Que voulez-vous dire Samantha ?
- Je veux dire que cet immense continent derrière moi, qui fait 25 fois la France, qui contient 90% des glaces du monde avec une épaisseur de près de 2 kilomètres est en train de fondre. Vraiment.
Un peu plus au Sud, des chercheurs ont montré comment l'iceberg géant Thwaites perdait plusieurs millions de tonnes de glace par an qui contribuent à la montée des océans. Et il y a des dizaines d'autres icebergs géants qui quittent leur socle rocheux pour plonger dans la mer.
Alors voilà, j'étais en pleine course, pressée d'arriver, de gagner. Et en fait, on est tous comme cela. On sait que c'est important ce qui se passe mais on n'a pas le temps, pas les moyens. Alors on continue la course, dans nos millions de voitures, d'avions, de bateaux. On continue à brûler notre pétrole et on sait, on sait ce que cela produit. C'est sûr et certain !
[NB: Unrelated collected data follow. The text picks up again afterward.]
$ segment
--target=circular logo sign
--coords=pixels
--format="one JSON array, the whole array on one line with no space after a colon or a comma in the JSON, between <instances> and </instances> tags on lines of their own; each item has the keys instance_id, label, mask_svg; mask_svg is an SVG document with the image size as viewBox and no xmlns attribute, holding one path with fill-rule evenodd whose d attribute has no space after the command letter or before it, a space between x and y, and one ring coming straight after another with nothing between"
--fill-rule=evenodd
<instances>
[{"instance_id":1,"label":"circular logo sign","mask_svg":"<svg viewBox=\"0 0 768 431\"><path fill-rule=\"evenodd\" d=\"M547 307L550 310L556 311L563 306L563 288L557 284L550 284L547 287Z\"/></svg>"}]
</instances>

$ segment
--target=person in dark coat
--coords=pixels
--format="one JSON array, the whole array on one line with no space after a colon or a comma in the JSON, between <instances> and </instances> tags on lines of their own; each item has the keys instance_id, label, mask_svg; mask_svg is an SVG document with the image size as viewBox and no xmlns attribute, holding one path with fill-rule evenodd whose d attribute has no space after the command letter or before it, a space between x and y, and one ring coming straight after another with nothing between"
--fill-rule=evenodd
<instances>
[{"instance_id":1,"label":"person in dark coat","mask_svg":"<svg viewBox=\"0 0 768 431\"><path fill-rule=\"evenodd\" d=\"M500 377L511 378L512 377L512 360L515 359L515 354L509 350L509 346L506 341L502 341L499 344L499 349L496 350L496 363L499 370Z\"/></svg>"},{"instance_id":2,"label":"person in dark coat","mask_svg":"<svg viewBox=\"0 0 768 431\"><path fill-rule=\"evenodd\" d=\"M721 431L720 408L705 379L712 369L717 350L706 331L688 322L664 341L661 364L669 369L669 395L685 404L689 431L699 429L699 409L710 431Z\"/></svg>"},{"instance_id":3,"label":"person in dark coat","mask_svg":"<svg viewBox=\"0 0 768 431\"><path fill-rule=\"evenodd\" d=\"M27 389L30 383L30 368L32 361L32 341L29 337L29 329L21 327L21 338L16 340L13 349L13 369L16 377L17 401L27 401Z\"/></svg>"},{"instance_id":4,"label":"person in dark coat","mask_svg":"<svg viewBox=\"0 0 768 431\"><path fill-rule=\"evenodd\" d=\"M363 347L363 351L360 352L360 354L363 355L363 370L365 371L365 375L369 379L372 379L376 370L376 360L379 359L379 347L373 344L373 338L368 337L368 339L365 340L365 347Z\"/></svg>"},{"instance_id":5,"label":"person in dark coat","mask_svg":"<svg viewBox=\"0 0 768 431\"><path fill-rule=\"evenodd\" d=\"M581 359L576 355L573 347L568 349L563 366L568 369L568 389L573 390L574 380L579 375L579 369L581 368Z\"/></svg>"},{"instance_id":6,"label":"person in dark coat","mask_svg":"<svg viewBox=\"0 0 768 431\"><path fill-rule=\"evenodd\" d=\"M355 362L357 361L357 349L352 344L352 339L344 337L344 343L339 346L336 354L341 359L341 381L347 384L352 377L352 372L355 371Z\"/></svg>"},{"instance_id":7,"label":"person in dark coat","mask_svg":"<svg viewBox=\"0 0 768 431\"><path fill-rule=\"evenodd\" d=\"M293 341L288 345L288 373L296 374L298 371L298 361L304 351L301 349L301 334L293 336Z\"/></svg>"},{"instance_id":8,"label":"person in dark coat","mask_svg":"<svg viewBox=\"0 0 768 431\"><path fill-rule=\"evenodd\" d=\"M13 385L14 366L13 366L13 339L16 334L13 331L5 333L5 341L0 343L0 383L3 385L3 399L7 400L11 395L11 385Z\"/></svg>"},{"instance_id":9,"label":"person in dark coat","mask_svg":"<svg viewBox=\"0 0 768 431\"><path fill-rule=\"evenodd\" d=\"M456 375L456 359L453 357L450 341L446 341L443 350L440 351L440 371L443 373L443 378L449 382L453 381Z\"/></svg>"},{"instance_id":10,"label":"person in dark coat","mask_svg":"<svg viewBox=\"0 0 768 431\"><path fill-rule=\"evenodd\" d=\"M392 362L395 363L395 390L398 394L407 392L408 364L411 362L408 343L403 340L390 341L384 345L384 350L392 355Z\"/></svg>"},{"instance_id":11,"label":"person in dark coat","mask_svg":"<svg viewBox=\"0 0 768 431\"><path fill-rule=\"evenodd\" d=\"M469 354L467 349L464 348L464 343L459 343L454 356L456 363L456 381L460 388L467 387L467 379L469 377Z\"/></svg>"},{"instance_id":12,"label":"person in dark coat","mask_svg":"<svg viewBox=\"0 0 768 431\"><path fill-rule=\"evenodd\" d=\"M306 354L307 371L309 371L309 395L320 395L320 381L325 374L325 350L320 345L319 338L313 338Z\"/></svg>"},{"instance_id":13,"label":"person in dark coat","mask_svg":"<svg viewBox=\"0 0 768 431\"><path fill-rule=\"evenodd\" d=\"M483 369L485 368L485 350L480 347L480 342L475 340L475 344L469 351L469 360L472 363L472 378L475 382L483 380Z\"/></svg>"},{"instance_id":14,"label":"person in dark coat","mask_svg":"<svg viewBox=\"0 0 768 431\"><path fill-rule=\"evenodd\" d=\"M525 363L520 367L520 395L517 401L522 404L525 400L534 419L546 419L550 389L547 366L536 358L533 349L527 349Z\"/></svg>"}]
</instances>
- Cela signifie que vous renoncez à la course ?
- Ne croyez-vous pas qu'il y a plus urgent, plus important que cette course, cette magnifique course ?
- Oui bien sûr, mais comment votre appel peut-il changer quelque chose auprès des gouvernements ?
- Eh bien, je ne bougerai pas d'ici tant que ça ne bougera pas là-bas...
- Ce n'est pas un peu dangereux de rester là où vous êtes aux confins du monde, sur un petit bateau entouré d'icebergs ?
- Ce n'est pas très dangereux de laisser se dérégler le climat jusqu'à faire fondre l'Antarctique ? A demain.
Je coupai la radio. Mes mains tremblaient. J'avais peur. Peur d'être prise pour une folle. Peur de crier au milieu du vent. C'est en pleurant que mon corps se souvint qu'il n'avait pas dormi depuis 24 heures. Je m'endormis avec un sentiment de catastrophe qui peupla mes rêves.

Le lendemain matin, je me réveillai d'un coup, prise d'une énergie résolue. En plein exercice sur le pont, je vis soudain la pointe d'un mât piquer l'horizon comme une aiguille dans la brume cotonneuse.
Je n'eus pas besoin de prendre mes jumelles pour comprendre : Marie me rejoignait.